Using Learning Sessions and developing best practices which can be spread in coaching visits

Number of sites/coverage: 

The total number of facilities participating in the collaborative is 32 consisting of 5 Regional Referral Hospitals, 18 District Hospitals, 9 Health Center IVs and 0 Health Center IIIs out of a total of 9,136 facilities in Uganda. These facilities cover 29 out of 80 districts and are located in 10 of 12 MOH regions.

Coaching: 

At the start of the HCI ART Collaborative, a group of coaches, known as the Core Team, was formed at the national level from Ministry of Health and HCI staff to support sites and develop technical strategy for the project. The Core Team build capacity of MOH regional staff, called Regional Coordinators to conduct trainings and coaching sites in quality improvement and clinical treatment. Regional Coordination Teams were set up in 12 health regions of Uganda with 5 members each. NuLife had trained a group of nutritionists as Master Trainers in nutrition. The sites receive monthly coaching visits from a team of one Regional Coordinator and one Nutrition Master Trainer to provide technical support for both QI and nutrition.

Learning sessions & communication among teams: 

One learning session was held for all 32 (plus 2 special sites) in December 2009. The learning session is attended by the Nutrition focal point, Quality Improvement team leader and the community coordinators from each of the sites.
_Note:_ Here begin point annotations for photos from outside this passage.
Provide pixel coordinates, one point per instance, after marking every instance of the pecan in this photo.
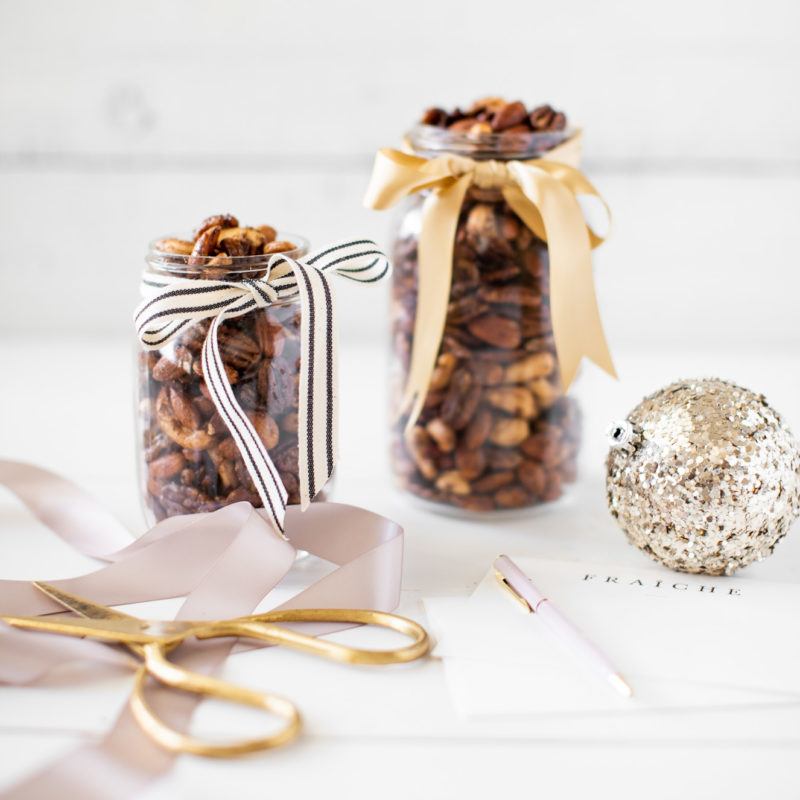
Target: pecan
(488, 373)
(421, 449)
(481, 222)
(442, 434)
(184, 409)
(228, 448)
(480, 128)
(471, 463)
(496, 330)
(235, 246)
(509, 432)
(477, 431)
(452, 481)
(166, 370)
(237, 348)
(512, 295)
(178, 247)
(172, 427)
(266, 428)
(538, 365)
(289, 422)
(540, 447)
(230, 372)
(434, 116)
(250, 241)
(204, 246)
(166, 466)
(443, 371)
(508, 115)
(221, 220)
(494, 481)
(501, 458)
(516, 400)
(460, 400)
(541, 118)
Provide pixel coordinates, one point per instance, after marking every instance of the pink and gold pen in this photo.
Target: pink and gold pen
(512, 578)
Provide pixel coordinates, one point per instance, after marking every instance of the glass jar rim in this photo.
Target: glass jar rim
(430, 141)
(173, 263)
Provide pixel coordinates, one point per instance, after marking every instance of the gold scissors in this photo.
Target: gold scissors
(153, 640)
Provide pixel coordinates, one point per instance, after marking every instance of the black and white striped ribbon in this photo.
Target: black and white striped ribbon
(173, 304)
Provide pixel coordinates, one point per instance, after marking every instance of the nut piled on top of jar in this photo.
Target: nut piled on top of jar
(495, 115)
(190, 461)
(496, 430)
(216, 242)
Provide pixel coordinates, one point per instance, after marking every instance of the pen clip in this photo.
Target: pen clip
(503, 581)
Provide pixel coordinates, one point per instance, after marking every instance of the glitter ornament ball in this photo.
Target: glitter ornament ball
(703, 476)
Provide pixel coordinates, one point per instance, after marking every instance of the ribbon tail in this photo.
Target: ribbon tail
(318, 398)
(435, 270)
(255, 456)
(577, 328)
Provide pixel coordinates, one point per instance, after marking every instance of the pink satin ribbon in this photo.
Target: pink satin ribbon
(225, 563)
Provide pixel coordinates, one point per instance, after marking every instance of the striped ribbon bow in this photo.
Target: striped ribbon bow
(172, 304)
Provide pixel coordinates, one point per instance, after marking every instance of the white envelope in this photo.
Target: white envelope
(681, 641)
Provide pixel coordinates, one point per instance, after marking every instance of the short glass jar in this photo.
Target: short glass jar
(188, 461)
(496, 431)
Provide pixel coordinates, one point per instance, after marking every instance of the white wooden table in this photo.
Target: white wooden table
(393, 733)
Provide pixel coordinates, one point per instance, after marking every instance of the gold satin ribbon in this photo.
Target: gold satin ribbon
(543, 194)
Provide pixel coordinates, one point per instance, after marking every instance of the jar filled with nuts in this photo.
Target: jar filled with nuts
(494, 430)
(189, 461)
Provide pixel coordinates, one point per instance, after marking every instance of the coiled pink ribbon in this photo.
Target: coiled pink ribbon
(225, 563)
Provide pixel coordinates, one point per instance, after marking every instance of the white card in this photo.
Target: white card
(680, 640)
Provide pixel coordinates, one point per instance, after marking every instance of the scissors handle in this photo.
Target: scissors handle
(266, 627)
(157, 665)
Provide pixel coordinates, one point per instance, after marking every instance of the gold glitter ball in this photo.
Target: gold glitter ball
(703, 476)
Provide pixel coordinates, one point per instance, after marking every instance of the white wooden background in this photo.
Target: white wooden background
(120, 121)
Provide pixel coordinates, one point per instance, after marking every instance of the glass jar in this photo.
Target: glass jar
(496, 430)
(188, 461)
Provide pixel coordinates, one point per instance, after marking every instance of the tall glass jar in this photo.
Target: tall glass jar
(496, 431)
(188, 461)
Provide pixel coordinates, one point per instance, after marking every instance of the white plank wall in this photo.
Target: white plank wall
(120, 121)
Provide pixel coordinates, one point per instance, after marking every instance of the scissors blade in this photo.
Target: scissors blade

Ministry of Health staff were involved in the learning session.
For learning session 1, the general topics covered were :
• the use of data to track the progress of implementation at each site
• discussion and agreement on solutions and emerging best practices for integrating nutrition into routine HIV/AIDS care.
• The learning session also involved site visits to 6 different health facilities for participants to observe implementation in these facilities.
Facilitation techniques used included small group work and presentations from specific sites.

Results: 

CHanges Made by sites:
• Integrate assessment with existing registration or triage stations
o Have expert clients help with the additional work load
o Train enough expert clients to accommodate for when some are not available
• Provide supervision/mentorship for expert clients
• Document nutrition status in existing registry rather than creating a new document

Since the April 2009 rollout of the nutrition intervention, over 14,000 people have been assessed for nutrition status (69% of all patients seen in these clinics), and over 3000 have been identified with malnutrition and provided with RUTF. Figure 1 shows that sites have increased the proportion of HIV patients who are assessed for nutritional status. To date, 1,019 patients have been prescribed RUTF.

(See example of results in file below.)

Best practices/conclusions: 

-On-job training of expert clients to do MUAC assessments and record these
- Use of a single column in the clinic or HMIS register to record data on assessment and categorisation.